Postoperative Care (Outcomes and Complications)
Although there has been vast improvement in catheter quality and surgical technique, the incidence of complications reported in the pediatric population remains relatively high. Basic laparoscopic insertion without using techniques to minimize catheter dysfunction results in similar rates of catheter malfunction as open insertion [25]. Interestingly, advanced laparoscopic PD catheter insertion using lysis of adhesions, catheter fixation with rectus sheath tunneling, and omentopexy has the lowest reported rate of catheter dysfunction in adults, even in patients with prior abdominal surgery. The majority of pediatric studies available have described the use of the omentectomy during both open and laparoscopic catheter insertions; however, none of them have noted a decrease in reoperation for catheter dysfunction [9].
Catheter dysfunction is most often associated with occlusion from thrombosis or with mechanical failure due to kinking, compression, or migration of the catheter.
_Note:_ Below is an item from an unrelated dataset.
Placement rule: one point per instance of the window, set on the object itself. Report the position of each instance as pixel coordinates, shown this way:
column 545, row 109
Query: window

A physical exam should be performed and plain radiographs obtained to rule out constipation. If negative, further studies such as catheterography may be helpful in delineating the underlying etiology. Catheter occlusions secondary to fibrin or blood clot can be managed with tissue plasminogen activator (TPA). Two milligrams of TPA reconstituted in 40 cc of normal saline, and instilled in the catheter for 1 h, resulted in restoration of patency in 57 % of catheters [26]. Another technique described is the use of an endoscopic retrograde cholangiopancreatography cytology brush to manipulate a malfunctioning PD catheter, with subsequent flushing of the catheter with heparinized saline through the injection port to remove any clot or fibrin. The advantage of this method is the ability to also inject contrast through the injection port to confirm the patency of the catheter, while the brush remains within the lumen [27]. If nonoperative treatments such as flushing, thrombolytics, and fluoroscopic manipulation are unsuccessful, then laparoscopy with catheter repositioning may be necessary (Fig. 52.4).